Notes
two overlapping hexagons and a rectangle solution

Solution to the Two Overlapping Hexagons and a Rectangle Puzzle

Solution by Similarity and Lengths in a Regular Hexagon

The two triangles at the top of the shaded region are congruent to the two white triangles below it, showing that the area of the shaded region is the same as the area of the rectangle with height parallel to $K H$ and width parallel to $E F$.

The height of the outer rectangle, which is the length of $C B$, is the larger diameter of the hexagons, which is twice a side length.

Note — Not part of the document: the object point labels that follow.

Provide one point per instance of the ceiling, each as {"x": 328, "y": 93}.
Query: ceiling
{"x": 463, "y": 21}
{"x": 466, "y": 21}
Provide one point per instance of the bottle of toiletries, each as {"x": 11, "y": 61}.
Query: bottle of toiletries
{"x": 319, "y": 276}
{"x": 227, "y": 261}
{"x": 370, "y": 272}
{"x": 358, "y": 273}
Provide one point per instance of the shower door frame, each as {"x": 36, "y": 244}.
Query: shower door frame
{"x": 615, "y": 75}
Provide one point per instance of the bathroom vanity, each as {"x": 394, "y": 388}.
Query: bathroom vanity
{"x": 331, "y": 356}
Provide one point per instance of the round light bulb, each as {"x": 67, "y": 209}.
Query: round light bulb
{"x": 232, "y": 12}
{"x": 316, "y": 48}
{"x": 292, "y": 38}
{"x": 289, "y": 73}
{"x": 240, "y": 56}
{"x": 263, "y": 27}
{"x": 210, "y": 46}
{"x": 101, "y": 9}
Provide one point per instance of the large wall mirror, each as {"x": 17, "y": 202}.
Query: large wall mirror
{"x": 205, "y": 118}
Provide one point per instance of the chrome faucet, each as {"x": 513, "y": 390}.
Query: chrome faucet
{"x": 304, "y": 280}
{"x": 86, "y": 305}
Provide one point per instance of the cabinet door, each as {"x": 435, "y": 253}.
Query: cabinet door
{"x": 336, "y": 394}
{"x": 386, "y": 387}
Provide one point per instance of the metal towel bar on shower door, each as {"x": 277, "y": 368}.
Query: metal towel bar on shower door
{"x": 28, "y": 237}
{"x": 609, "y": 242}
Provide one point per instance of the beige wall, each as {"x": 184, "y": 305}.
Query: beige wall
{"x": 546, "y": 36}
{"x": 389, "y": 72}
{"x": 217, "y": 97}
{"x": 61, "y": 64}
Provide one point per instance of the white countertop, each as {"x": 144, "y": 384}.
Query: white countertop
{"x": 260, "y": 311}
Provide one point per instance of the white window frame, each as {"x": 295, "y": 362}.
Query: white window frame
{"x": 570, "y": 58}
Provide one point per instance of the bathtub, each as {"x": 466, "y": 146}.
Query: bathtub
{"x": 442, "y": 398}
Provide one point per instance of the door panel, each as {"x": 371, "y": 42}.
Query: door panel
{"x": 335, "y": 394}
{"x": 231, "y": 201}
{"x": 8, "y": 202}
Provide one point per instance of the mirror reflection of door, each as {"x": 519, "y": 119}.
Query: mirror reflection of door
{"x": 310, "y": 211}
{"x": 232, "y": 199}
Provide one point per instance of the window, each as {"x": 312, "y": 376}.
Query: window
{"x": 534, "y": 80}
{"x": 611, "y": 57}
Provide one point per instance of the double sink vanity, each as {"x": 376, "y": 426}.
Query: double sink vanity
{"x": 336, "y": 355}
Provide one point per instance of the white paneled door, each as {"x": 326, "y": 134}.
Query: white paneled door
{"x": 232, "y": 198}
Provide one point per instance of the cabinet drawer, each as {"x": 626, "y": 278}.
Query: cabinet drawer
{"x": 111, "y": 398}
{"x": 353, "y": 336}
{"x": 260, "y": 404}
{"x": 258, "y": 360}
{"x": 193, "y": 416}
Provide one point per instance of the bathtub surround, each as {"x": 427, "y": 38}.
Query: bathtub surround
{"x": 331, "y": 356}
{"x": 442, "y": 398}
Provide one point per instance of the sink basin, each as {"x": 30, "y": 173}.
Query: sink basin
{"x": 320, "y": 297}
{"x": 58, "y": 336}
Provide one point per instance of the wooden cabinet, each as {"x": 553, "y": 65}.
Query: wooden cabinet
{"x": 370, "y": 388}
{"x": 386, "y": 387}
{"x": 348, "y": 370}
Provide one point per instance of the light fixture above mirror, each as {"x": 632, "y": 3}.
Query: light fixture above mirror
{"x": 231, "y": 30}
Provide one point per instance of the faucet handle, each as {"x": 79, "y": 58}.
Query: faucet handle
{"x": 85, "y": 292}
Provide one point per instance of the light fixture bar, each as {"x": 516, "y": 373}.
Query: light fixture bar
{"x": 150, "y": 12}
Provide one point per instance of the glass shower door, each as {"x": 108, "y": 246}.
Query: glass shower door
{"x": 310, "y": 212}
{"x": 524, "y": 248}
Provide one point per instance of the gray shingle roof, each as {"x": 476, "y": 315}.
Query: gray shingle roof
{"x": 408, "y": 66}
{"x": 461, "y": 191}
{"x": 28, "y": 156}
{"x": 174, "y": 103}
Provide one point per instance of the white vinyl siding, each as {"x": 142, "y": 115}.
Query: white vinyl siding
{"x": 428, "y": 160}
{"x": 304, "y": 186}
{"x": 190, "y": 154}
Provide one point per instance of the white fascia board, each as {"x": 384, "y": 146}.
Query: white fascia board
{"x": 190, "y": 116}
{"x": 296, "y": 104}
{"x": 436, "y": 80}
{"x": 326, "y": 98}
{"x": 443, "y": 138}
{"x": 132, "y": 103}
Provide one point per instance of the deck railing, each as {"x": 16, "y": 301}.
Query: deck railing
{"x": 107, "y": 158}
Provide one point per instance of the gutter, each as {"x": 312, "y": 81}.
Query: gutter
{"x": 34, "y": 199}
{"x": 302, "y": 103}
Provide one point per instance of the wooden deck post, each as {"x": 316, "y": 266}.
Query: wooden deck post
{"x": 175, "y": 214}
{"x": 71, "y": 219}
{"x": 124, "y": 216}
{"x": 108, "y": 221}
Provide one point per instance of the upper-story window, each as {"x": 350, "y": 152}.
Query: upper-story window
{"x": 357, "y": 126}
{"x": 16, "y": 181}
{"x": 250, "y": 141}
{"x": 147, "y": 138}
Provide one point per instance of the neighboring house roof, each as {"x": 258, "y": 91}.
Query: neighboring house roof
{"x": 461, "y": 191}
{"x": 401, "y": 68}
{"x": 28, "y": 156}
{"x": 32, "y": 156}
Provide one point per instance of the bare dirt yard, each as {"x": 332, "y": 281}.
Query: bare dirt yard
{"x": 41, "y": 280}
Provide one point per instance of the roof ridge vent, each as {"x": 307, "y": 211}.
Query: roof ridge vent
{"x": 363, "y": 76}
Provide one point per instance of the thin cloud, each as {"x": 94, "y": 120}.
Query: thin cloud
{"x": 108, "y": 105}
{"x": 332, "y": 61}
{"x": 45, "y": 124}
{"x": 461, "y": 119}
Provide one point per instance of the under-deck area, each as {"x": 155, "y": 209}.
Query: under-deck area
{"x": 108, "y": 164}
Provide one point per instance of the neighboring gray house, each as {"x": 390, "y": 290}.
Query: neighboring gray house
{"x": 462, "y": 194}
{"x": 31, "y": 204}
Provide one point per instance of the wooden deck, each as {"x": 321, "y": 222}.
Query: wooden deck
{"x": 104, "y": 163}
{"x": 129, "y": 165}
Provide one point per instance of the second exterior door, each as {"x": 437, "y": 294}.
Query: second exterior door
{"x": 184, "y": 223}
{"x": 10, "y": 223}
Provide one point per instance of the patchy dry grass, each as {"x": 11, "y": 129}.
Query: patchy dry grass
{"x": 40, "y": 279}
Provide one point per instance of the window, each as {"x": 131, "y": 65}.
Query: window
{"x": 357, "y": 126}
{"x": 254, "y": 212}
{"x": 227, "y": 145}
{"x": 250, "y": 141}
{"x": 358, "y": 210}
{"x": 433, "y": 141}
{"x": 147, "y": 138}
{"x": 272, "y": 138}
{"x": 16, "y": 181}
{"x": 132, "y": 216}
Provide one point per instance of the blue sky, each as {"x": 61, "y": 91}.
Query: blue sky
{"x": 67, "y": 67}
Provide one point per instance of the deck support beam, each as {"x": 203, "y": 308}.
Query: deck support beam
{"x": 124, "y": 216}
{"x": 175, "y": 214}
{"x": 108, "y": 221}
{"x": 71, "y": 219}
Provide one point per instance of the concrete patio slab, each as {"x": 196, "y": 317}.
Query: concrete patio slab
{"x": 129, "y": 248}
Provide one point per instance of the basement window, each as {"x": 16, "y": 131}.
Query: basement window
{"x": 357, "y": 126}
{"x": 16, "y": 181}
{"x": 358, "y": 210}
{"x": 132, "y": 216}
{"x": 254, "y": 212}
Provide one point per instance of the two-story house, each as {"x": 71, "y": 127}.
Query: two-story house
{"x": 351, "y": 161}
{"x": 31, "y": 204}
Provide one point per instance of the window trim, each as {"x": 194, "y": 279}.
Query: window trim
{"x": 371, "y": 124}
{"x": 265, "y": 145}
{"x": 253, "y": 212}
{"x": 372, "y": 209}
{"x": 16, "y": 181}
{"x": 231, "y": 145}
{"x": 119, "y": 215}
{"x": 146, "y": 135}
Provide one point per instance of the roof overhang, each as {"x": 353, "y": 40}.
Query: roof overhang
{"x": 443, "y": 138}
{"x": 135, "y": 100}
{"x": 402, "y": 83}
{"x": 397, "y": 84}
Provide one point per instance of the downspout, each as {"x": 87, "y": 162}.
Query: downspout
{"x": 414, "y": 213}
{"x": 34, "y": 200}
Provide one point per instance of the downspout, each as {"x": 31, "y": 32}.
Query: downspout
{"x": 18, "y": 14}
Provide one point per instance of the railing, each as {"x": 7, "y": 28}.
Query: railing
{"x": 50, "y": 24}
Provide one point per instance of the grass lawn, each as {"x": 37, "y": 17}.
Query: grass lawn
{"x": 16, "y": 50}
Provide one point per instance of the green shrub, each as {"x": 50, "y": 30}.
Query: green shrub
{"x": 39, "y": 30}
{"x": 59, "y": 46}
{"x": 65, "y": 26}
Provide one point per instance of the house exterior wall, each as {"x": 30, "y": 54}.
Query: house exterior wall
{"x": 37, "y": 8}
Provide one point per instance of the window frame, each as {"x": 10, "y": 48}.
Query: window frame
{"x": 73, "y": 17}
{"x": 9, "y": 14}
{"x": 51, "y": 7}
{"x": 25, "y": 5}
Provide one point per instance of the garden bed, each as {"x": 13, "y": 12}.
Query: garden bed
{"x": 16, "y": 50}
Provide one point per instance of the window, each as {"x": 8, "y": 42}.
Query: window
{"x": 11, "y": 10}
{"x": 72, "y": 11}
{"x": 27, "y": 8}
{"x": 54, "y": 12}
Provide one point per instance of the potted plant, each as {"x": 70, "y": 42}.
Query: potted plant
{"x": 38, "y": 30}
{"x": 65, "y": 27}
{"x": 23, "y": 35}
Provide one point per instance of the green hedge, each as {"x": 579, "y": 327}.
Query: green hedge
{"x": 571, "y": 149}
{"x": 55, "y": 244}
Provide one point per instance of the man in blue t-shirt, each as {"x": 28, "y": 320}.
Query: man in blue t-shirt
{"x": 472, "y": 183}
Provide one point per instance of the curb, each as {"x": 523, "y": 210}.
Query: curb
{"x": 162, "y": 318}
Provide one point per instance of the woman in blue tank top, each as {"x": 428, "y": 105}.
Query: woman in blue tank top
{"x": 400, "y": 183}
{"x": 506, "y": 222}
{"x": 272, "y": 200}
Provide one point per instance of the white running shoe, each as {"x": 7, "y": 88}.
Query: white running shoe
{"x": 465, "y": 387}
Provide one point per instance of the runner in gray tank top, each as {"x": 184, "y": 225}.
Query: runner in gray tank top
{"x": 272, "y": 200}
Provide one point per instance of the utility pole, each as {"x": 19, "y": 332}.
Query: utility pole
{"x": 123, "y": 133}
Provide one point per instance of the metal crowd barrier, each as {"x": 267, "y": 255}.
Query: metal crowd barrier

Thus the length of $C B$ is twice that of $H G$. The points $E$ and $F$ correspond to $H$ and $G$ along $A B$, so $E F$ is half of $A B$ and is located centrally along that edge.

So along $A B$, $J$ is at the midpoint, while $E$ is at the midpoint of $A J$ and $F$ of $J B$. Point $I$ is at the midpoint of $A F$. So the points along $A B$ lie at the following locations (as proportions of $A B$): $E$ is at $\frac{1}{4}$, $I$ at $\frac{3}{8}$, $J$ at $\frac{1}{2}$, and $F$ at $\frac{3}{4}$. This means that $J$ is one third of the way between $I$ and $F$, so $K$ is one third of the way from $B$ to $G$. Since $B G$ is one quarter of $B C$, $K G$ is two thirds of one quarter of $B C$, which is $\frac{1}{6}$.

As a proportion of $B G$ then $K H$ is $\frac{1}{2} + \frac{1}{6} = \frac{2}{3}$ while $E F$ is $\frac{1}{2}$ of $A B$. So the shaded region has area equal to $\frac{1}{2} \times \frac{2}{3} = \frac{1}{3}$ of the area of the outer rectangle.